De passage à Paris avant le festival des Inrocks Rich Terfry aussi connu sous le nom de Buck 65 se livre à une petite séance de photo dans les salon d’un hôtel rococo. Son extrême gentillesse et sa simplicité tranchent avec l’aspect guindé et maniéré de l’endroit. Un peu plus tard, confortablement installé dans un fauteuil club il répond à nos questions. Juste avant le démarrage de sa tournée (toutes les dates sont dans POPscene) Il est temps de revenir sur cet entretien où Buck 65 nous parle de ses influences, de son amour pour le public français et nous donne des conseils de lecture.

buck65

Bonjour, alors, de retour à Paris ?
Oui, c’est génial, comme toujours. Je commence à voir Paris comme ma maison. J’y ai passé toute l’année dernière et je reviens régulièrement… et… hum, je me sens vraiment bien ici. C’est l’endroit où je reviens le plus souvent. Comme je suis sans domicile fixe pour le moment, je crois que Paris est devenu mon chez moi. J’adore cet endroit. Et ça se passe super bien avec le public français… Ça fait quelques temps que je pense à m’installer quelque part de façon plus permanente et à mon avis ce sera ici à Paris, ou du moins en France, parce que ça se passe super bien et que je suis tombé amoureux de l’endroit.

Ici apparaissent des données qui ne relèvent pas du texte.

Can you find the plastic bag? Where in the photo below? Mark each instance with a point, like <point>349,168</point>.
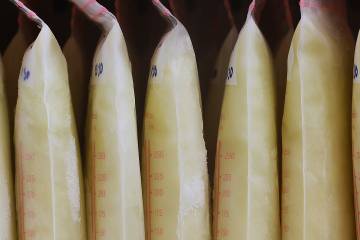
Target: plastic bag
<point>78,51</point>
<point>215,94</point>
<point>356,132</point>
<point>175,175</point>
<point>113,181</point>
<point>48,173</point>
<point>317,191</point>
<point>12,63</point>
<point>7,201</point>
<point>246,204</point>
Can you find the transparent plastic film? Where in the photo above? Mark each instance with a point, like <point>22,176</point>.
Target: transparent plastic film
<point>317,191</point>
<point>49,189</point>
<point>356,132</point>
<point>215,94</point>
<point>114,195</point>
<point>246,194</point>
<point>12,63</point>
<point>78,51</point>
<point>175,179</point>
<point>7,201</point>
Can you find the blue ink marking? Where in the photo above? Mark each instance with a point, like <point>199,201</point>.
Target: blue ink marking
<point>26,74</point>
<point>153,71</point>
<point>356,71</point>
<point>230,73</point>
<point>99,69</point>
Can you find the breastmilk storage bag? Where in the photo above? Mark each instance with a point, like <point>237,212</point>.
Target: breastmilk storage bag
<point>246,200</point>
<point>7,201</point>
<point>215,95</point>
<point>12,63</point>
<point>356,133</point>
<point>317,191</point>
<point>49,192</point>
<point>78,51</point>
<point>78,79</point>
<point>175,179</point>
<point>114,196</point>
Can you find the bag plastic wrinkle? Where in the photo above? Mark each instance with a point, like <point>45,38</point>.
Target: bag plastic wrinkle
<point>7,201</point>
<point>356,132</point>
<point>49,192</point>
<point>175,175</point>
<point>12,63</point>
<point>317,191</point>
<point>246,204</point>
<point>113,181</point>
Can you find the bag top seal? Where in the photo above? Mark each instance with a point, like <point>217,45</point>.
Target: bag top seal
<point>29,13</point>
<point>165,12</point>
<point>96,12</point>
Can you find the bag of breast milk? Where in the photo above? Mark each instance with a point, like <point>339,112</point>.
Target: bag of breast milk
<point>317,190</point>
<point>356,133</point>
<point>49,192</point>
<point>175,179</point>
<point>12,63</point>
<point>215,94</point>
<point>113,181</point>
<point>246,175</point>
<point>79,51</point>
<point>7,201</point>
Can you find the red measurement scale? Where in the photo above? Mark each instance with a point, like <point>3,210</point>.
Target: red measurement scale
<point>155,189</point>
<point>222,192</point>
<point>98,187</point>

Mais pour le moment tu es de retour au Canada…
Oui, et c’est assez différent, ça va plutôt bien pour moi aussi au Canada, mais ce n’est pas pareil, il y a une grosse différence culturelle. Il me semble que l’intérêt du public se porte sur différents aspects de ma musique… Je ne sais pas, parfois je me dit qu’ici on m’apprécie pour les bonnes raisons, j’ai l’impression que le public me comprend mieux. Alors que parfois, surtout en Amérique du nord, c’est très différent, c’est purement basé sur la façon dont la campagne marketing s’est faite, ce que untel a dit et que les gens vont prendre pour parole d’évangile sans trop y réfléchir. Ce que j’ai remarqué, c’est que les français pensent par eux même, se font leurs propres opinions. Et ça se voit, n’importe quel quidam ici est tellement plus ouvert à la politique, intéressé par des sujets divers et variés. Simplement le fait que l’on voit des manif quasiment tous les jours à Paris est la preuve de cet esprit, de cette implication. D’accord, c’est presque devenu un hobby… Mais cela n’enlève rien au fait que les gens sont plus impliqués, plus ouverts, plus capables de se faire leur propre opinion et de la défendre. Même la presse, quand je suis en promo par ici, me pose des questions qu’on ne me pose pas ailleurs. Les gens réfléchissent et analysent plus. Et même s’il y a la barrière de la langue, j’ai l’impression qu’on me comprend mieux, que l’on fait plus attention et que dans une certaine mesure les gens se sentent concernés par ce que je fais. C’est très, très agréable.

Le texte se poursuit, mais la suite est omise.